Every turn Codie is in play and you can cast any instant or sorcery, you are gaining two very important advantages, and any tempo you may have given up on turn three you will very quickly gain back. This effect and ability to catch back up very quickly, when added to the fact that Codie is relatively durable and defensive, is well worth the effort.

So, what kind of spells are we looking to cast with Codie?

The big need here is to lean toward cards that effect the board in some way. We can't really play sweeper effects that would kill our own Codie, so instead we want big spells that have a big impact on the board. This means removal, but it can also mean the creation of creature tokens. If we play some sort of card draw spell, and cascade into another sort of card draw spell that doesn't impact the board, we may fall too far behind for Codie to catch us back up. We also want to fixate on spells that cost five and four mana, as the biggest mana tempo value will be if we can cast a five mana spell on turn four that cascades into a four mana spell for a total of nine mana worth of spells cast.

Lorehold Command
Starnheim Unleashed
Experimental Overload

In Standard, Lorehold Command is one of the best available options that fits all of these roles. It can clean up a board, make a token, gain life, while also being aggressive if it needs to be. Four mana token makers like Experimental Overload and Starnheim Unleashed are excellent things to cascade into. Starnheim Unleased is particularly good because of how well it scales later into the game. You can foretell on turn two, play Codie on turn three, and then cast it for two angels and a cascade on turn four which is an amazing sequence.

Alrund's Epiphany

Alrund's Epiphany, one of the surprise sleepers from Kaldheim, also plays amazingly with Codie due to the nature of how Time Warp effects work. Time Warp effects are specifically good when you have other things in play, but that's not always an easy thing to accomplish. However, if you cast Alrund's Epiphany off of Codie, you are guaranteed to cast another spell as well and go into your extra turn with a lot of material in play as well as another Codie activation!

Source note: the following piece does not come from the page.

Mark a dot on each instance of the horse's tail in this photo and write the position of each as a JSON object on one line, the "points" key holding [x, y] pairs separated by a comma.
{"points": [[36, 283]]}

Here is the Standard Jeskai version of a Codie deck I played right here earlier this week for my video article to give you some ideas:

While this is a Standard deck, you can really apply all of these principles to any format you want to play Codie in. Don't fall behind, make sure you effect the board with your cascades, and have a plan for the games where your opponent is able to deal with Codie.

Codie, Vociferous Codex

Codie, Vociferous Codex may look like a silly card, but there's heaps of power contained in his studious frame. Because he is both colorless and fixes for any color of mana, the colors you can play and spells you can cast with him really are almost limitless. I imagine we'll see various Codie decks across various formats over the years, as he's a fun build around with some serious chops!